The water-lubricated thrust bearings of the marine rim-driven thruster (RDT) are usually composed of polymer composites, which are prone to serious wear under harsh working conditions. Ultrasonic is an excellent non-destructive monitoring technology, but polymer materials are characterized by viscoelasticity, heterogeneity, and large acoustic attenuation, making it challenging to extract ultrasonic echo signals. Therefore, this paper proposes a wear monitoring method based on the amplitude spectrum of the ultrasonic reflection coefficient. The effects of bearing parameters, objective function, and algorithm parameters on the identification results are simulated and analyzed. Taking the correlation coefficient and root mean square error as the matching parameters, the thickness, sound velocity, density, and attenuation factor of the bearing are inversed simultaneously by utilizing the differential evolution algorithm (DEA), and the wear measurement system is constructed. In order to verify the identification accuracy of this method, an accelerated wear test under heavy load was executed on a multi-functional vertical water lubrication test rig with poly-ether-ether-ketone (PEEK) fixed pad and stainless-steel thrust collar as the object.

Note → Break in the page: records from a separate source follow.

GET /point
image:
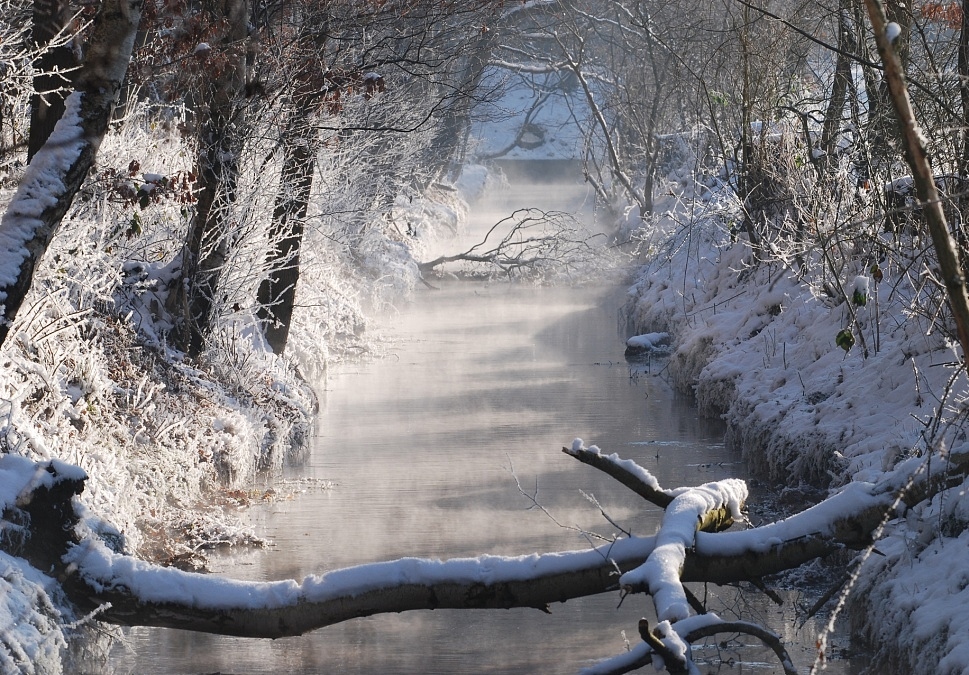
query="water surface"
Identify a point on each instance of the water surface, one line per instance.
(442, 449)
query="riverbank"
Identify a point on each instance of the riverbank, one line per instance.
(756, 342)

The thickness of pad was measured using the high-precision spiral micrometer and ultrasonic testing system, respectively. Ultimately, the results demonstrate that the thickness identification error of this method is approximately 1%, and in-situ monitoring ability will be realized in the future, which is of great significance to the life prediction of bearings.

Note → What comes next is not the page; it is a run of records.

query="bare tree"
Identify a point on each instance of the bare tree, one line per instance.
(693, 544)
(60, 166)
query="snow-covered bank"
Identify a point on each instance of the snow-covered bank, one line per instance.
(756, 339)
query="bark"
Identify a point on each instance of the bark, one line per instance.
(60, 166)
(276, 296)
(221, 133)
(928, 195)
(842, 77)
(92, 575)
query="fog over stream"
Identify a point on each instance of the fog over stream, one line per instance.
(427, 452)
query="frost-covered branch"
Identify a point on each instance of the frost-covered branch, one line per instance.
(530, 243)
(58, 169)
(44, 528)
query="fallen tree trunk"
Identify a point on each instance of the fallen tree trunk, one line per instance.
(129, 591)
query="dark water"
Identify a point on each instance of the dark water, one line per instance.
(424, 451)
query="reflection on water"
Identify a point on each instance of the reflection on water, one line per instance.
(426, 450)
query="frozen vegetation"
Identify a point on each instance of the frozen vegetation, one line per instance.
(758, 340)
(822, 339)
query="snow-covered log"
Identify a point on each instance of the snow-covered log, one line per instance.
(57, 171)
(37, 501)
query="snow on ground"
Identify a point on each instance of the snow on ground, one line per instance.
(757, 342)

船用轮缘驱动推进器（RDT）的水润滑推力轴承通常由聚合物复合材料制成，在恶劣的工作条件下容易出现严重磨损。超声波是一种优秀的无损监测技术，但高分子材料具有粘弹性、非均质性、声衰减大等特点，使得超声回波信号的提取具有挑战性。为此，本文提出了一种基于超声反射系数幅值谱的磨损监测方法。仿真分析了轴承参数、目标函数和算法参数对辨识结果的影响。以相关系数和均方根误差为匹配参数，厚度、声速、密度、利用微分进化算法(DEA)同时反演轴承的磨损系数和衰减系数，构建磨损测量系统。为验证该方法的识别精度，在聚醚醚酮（PEEK）固定垫和不锈钢止推环多功能立式水润滑试验台上进行了重载加速磨损试验。物体。焊盘厚度分别采用高精度螺旋测微仪和超声波检测系统进行测量。最终结果表明，该方法的厚度识别误差约为1%，且 为验证该方法的识别精度，在聚醚醚酮（PEEK）固定垫和不锈钢止推环多功能立式水润滑试验台上进行了重载加速磨损试验。物体。焊盘厚度分别采用高精度螺旋测微仪和超声波检测系统进行测量。最终结果表明，该方法的厚度识别误差约为1%，且 为验证该方法的识别精度，在聚醚醚酮（PEEK）固定垫和不锈钢止推环多功能立式水润滑试验台上进行了重载加速磨损试验。物体。焊盘厚度分别采用高精度螺旋测微仪和超声波检测系统进行测量。最终结果表明，该方法的厚度识别误差约为1%，且未来将实现原位监测能力，这对轴承的寿命预测具有重要意义。